Aficamten: A Game -Changer for Treating Obstructive Hypertrophic Cardiomyopathy
Obstructive hypertrophic cardiomyopathy (oHCM) is defined by excessive contractility and dynamic left ventricular outflow tract (LVOT) obstruction that can markedly restrict functional capacity, causing dyspnoea, fatigue, and an increased risk of arrhythmias.Until recently, treatment options focused on managing symptoms with β-blockers, calcium channel blockers, or disopyramide, but did not target the underlying sarcomeric hyperactivity responsible for LVOT obstruction.
Why Aficamten?
Aficamten is a selective cardiac myosin inhibitor that tackles this hypercontractility at its core. By reducing actin-myosin cross-bridge formation, it eases LVOT obstruction and directly modifies the disease mechanism rather than merely alleviating symptoms. It is the first-in-class therapy to demonstrate rapid, reversible inhibition of sarcomeric hypercontractility with a wide therapeutic window.

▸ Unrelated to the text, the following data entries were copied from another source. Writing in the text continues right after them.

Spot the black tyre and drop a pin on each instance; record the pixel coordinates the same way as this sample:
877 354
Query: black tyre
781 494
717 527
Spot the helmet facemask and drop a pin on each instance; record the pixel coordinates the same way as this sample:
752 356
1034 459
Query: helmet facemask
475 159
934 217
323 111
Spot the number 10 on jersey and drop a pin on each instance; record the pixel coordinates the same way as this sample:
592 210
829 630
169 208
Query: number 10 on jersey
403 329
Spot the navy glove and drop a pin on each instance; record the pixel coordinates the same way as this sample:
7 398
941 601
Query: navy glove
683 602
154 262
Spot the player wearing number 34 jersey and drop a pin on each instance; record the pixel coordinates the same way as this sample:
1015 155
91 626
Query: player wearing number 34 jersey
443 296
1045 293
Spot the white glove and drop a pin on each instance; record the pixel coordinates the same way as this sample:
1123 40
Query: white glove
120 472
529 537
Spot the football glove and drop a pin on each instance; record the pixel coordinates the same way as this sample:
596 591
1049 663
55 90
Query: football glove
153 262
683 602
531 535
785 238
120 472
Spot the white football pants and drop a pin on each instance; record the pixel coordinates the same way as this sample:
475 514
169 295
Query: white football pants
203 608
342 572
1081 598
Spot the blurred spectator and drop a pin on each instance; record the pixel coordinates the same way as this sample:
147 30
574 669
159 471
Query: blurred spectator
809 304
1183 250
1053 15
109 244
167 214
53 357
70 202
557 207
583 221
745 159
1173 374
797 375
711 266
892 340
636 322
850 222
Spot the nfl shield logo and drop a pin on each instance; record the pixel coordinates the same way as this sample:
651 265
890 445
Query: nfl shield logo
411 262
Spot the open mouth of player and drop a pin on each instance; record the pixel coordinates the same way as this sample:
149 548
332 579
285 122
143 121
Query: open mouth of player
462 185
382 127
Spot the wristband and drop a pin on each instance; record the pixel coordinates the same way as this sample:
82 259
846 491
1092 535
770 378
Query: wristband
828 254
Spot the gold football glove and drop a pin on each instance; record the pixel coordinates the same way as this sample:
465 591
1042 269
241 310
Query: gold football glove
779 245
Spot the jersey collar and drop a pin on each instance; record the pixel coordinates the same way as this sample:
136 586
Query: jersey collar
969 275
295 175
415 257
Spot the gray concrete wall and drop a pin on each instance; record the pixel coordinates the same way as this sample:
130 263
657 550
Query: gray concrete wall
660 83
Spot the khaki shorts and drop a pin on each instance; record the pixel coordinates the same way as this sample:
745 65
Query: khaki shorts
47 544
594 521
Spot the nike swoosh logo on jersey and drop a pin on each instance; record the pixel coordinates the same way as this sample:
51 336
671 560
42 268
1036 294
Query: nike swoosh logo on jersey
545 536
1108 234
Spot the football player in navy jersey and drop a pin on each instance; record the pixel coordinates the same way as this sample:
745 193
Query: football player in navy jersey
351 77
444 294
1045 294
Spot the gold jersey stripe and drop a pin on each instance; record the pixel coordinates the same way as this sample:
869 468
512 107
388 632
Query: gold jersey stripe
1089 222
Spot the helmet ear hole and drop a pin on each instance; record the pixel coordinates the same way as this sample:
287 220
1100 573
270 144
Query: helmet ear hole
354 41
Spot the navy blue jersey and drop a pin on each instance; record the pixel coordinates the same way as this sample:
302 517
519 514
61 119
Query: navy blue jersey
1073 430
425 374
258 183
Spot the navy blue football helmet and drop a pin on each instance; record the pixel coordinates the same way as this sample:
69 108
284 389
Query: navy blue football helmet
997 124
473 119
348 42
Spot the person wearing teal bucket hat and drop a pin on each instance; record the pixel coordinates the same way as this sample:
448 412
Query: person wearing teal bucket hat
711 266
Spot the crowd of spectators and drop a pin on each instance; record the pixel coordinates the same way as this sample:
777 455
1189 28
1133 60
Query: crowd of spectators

The phase 3 SEQUOIA-HCM trial provides compelling evidence for this approach. A total of 282 adults with symptomatic NYHA class II–III oHCM were randomised to receive daily aficamten (5–20 mg, titrated by echocardiography) or placebo for 24 weeks. The primary endpoint was change from baseline to week 24 in peak oxygen uptake (VO₂) as assessed by cardiopulmonary exercise testing. Secondary endpoints included the Kansas City Cardiomyopathy Questionnaire clinical summary score (KCCQ-CSS), NYHA functional class improvement, LVOT gradient reduction (rest and Valsalva), achievement of a gradient <30 mmHg, duration of eligibility for septal reduction therapy, total workload, and NT-proBNP levels.
Results
A total of 282 patients were randomised (142 aficamten, 140 placebo), with a mean age of 59.1 years, 59.2% men, baseline mean LVOT gradient 55.1 mmHg, and left ventricular ejection fraction (LVEF) of 74.8%. At 24 weeks, peak oxygen uptake increased by 1.8 mL/kg/min in the aficamten group versus 0.0 mL/kg/min with placebo (between-group difference 1.7 mL/kg/min; 95% CI, 1.0–2.4; P<0.001).
All 10 prespecified secondary endpoints favored aficamten: 58.5% improved by ≥1 NYHA class (vs. 24.3% placebo), KCCQ-CSS increased by 7 points (95% CI, 5–10), LVOT gradient after Valsalva decreased by 50 mmHg (95% CI, –57 to –44), and 49.3% achieved a gradient <30 mmHg (vs. 3.6% placebo). Patients spent 78 fewer days eligible for septal reduction therapy, and NT-proBNP declined to 0.20 compared with 1.00 in placebo. Effects were consistent across subgroups. Adverse events were similar between groups. Transient LVEF reductions occurred in 3.5% of aficamten patients. Serious adverse events occurred in 5.6% (aficamten) vs. 9.3% (placebo).
Future implications
Aficamten represents a meaningful advance in oHCM therapy, offering improvements in symptoms, exercise capacity, and LVOT gradients with a favorable safety profile. By targeting the underlying hypercontractility, it may reduce the need for septal reduction therapy and reshape future management strategies.
References :
1. Maron MS, et al. Aficamten for Symptomatic Obstructive Hypertrophic Cardiomyopathy. N Engl J Med. 2024; [doi:10.1056/NEJMoa2401424].
2. Cytokinetics. Positive Results From SEQUOIA-HCM Trial. Globe Newswire. 2024 Dec 27.
3. Masri A, et al. Cardiac MRI Substudy of SEQUOIA-HCM: Structural and Functional Effects of Aficamten. Eur Heart J. 2024;45:xxx–xxx.
4. Sherrod R, et al. Aficamten Improves Exercise Capacity in Obstructive HCM: SEQUOIA-HCM CPET Analysis. JAMA Cardiol. 2024;9(5):xxx–xxx.